Upon finding out that Halloween is soon and she could eat all the chocolate she wants, my Viking baby Bridget made this face:
Because she loves spooky stuff (Jack Skellington is her personal hero) and really, really likes chocolate.
This was welcome news, because Bridget has been on a real tear lately. Having lots of baby angst about baby issues, I guess.
Just the other day, she was stomping around the house, grumbling under her breath like a crotchety old man: “Pshh… NO Chuck E. Cheese. NO chocolate cake. Brontë wants SPACE! Cat won’t TALK to me…”
And it’s been tough for me not to laugh at these disgruntled toddler ravings. I just don’t feel right about openly mocking her pain. Especially because cats-not-talking has been a real sore point.
Like on Wednesday afternoon, when she was lying next to me, sucking her thumb, watching My Little Pony. Her enormous cat Raj jumps on the couch and plops down on her chest, his nose three inches from her face…
She pets him with her free hand for a second before knotting up her eyebrows in an angry, cartoon “V.”
I figured it was because she couldn’t breathe with a thirty-pound stripey cat cutting off her air supply, but she hadn’t flinched. She just kept staring him down, harder and harder, until she finally pops her thumb out of her mouth and yells, “Raj, why you NOT TALK!?”
(That’s got to be frustrating. All the cartoon cats talk on TV, like pretty much every other animal, and she’s known Raj for three whole years… yet he refuses to say a single word.)

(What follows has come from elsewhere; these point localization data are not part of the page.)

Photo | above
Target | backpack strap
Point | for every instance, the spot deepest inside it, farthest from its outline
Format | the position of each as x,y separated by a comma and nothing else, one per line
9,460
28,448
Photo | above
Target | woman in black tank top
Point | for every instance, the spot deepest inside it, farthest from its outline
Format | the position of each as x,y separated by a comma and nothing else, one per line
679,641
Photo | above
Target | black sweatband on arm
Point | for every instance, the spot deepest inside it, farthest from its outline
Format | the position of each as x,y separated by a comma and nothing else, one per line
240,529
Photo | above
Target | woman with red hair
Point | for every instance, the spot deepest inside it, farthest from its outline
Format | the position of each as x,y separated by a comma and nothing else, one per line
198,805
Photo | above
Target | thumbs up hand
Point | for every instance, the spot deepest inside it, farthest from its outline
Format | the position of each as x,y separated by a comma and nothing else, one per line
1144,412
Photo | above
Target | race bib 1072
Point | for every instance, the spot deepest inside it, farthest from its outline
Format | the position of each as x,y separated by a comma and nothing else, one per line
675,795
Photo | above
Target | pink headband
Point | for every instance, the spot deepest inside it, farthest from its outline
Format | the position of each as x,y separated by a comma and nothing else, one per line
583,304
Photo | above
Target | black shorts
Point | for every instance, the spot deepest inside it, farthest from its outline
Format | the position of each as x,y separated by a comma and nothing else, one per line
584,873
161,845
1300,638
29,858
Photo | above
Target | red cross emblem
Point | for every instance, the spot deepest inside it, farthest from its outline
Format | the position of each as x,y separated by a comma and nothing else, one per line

Plus, her desserts have been judging her. We were eating some leftover chocolate cake for breakfast yesterday (because that’s the kind of responsible mother I am) when Bridget points out two chocolate chips on her slice.
Bridget: Look, mama… eyes!
Me (not quite seeing it): Oh yeah? Cake eyes?
She starts to take another bite before violently throwing the cake back on her plate.
Bridget: NO LOOK AT ME, CAKE!
Fighting the Establishment
And lately, Bridget has been sassing her big sister too.
I was driving Brontë home from Kindergarten when Bridget kept going on and on, from the backseat, about “Tie-Back-Oh.”
What? I finally asked: “What is Tie-Back-O?”
Brontë explained: “She means ‘Twilight Sparkle,’ mommy.”
(OH. One of the My Little Ponies. The purple one who likes to read and hangs around with that dinosaur, Spike. Any current parent of toddler girls will know exactly who I mean.)
Then, Brontë set about fixing her baby sister’s pony-naming issue. It makes sense, because she wouldn’t want her sister to go embarrassing herself in serious toddler discussions about current issues.
So, she applied some of her Kindergarten teacher’s language techniques:
Clapping her hands on each syllable, Brontë said, “It’s TWI (clap)- LIGHT (clap)- SPAR (clap)- KLE (clap)!”
“Okay let’s try again, Bridget. Twi—Light–SPAR–KLE! Now, YOU!”
And Bridget said, “Okay: PEE… PEE… POO… POO!”
“NO!” Brontë screamed… as Bridget convulsed in giggles.
(I have to wonder if firstborn children more readily understand the parental perspective because they get all that baby sibling sass when trying to be helpful.)
So… with her breakfast silently judging her, her cat giving her the silent treatment, and her big sister talking down to her with her fancy-schmancy college techniques, Bridget is truly looking forward to the annual chocolate-binging fest.